Resulta imperioso avanzar en indagaciones que permitan analizar en cada institución, en
cada organización, las especificidades y los entramados concretos y situados producidos en su
historia, con sus sujetos y en su contexto, como condensación específica de procesos más amplios,
resignificación e invención de nuevos sentidos. Y así, identificar el modo en que cada espacio se
erige en esas realidades complejas, tal como señala (Miguez;2009), como “una institucionalidad
dinámica, pugnando por resolver los conflictos que se le presentan”, una institucionalidad
constituyéndose en situación, según los espacios y sus historias, en tanto resuelve tensiones
(Schvarstein; 2004) trabajándose a sí misma, para sostenerse como lugar de pertenencia y
referencia para los diversos sujetos.
La investigación requiere miradas que permitan comprender la singularidad de las
experiencias, a la vez que inscribirlas en procesos más abarcativos y extensos.
1.3. Por otro lado, es necesaria una mirada teórica que no descuide la comprensión de las
instituciones educativas como lugares de construcción de lo público y común (lo que es de todos, lo
compartido), en tres planos: como lugar de transmisión y distribución de una herencia cultural, de
acceso a códigos culturales y herramientas para mirar el mundo, compartidos en tanto espacio de
filiación social y simbólica más allá de los espacios domésticos individuales, que ofrece un nuevo
lugar institucional y público, como alumno, con el que niños y jóvenes podrán identificarse,
pelearse, reelaborarlo y apropiarse, junto a otros alumnos, cada uno con sus marcas, sus
experiencias, sus diferencias; y como lugar de experiencia de encuentro público con “otros”,
mediada por un adulto “representante de la sociedad” en ese proceso de transmisión y filiación.

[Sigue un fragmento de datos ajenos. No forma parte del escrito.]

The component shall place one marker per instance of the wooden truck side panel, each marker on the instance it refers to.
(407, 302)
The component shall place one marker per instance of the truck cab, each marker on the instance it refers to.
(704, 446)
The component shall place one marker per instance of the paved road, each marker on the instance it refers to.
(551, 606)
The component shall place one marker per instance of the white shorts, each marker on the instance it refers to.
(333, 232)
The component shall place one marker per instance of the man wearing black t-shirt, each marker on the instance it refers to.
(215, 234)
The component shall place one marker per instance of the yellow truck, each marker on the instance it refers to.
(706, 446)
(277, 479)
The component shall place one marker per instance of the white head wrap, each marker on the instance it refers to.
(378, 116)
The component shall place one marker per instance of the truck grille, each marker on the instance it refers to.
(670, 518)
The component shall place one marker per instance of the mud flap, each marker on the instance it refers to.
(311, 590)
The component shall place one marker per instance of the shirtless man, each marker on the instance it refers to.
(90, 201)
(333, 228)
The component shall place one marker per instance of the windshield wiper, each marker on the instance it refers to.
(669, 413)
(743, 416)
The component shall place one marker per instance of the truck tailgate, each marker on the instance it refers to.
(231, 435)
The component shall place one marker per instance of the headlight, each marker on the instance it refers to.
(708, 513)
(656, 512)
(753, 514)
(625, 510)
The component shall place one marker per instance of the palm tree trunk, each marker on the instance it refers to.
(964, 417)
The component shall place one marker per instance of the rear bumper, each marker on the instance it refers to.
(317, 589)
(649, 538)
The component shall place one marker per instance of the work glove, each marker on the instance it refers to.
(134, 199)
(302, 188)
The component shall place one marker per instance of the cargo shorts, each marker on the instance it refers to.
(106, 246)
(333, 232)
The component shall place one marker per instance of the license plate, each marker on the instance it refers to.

Es decir, una perspectiva conceptual que registre esta dimensión de las instituciones
educativas como espacio para efectivizar derechos e inclusiones, para la formación del sujeto social
como sujeto de derecho, espacio en cuyas redes se juega la participación en el mundo público por
derecho instituido. Según nos indican los recorridos en terreno, es en ellas donde hoy por hoy se
juegan profundas batallas sociales, culturales y políticas .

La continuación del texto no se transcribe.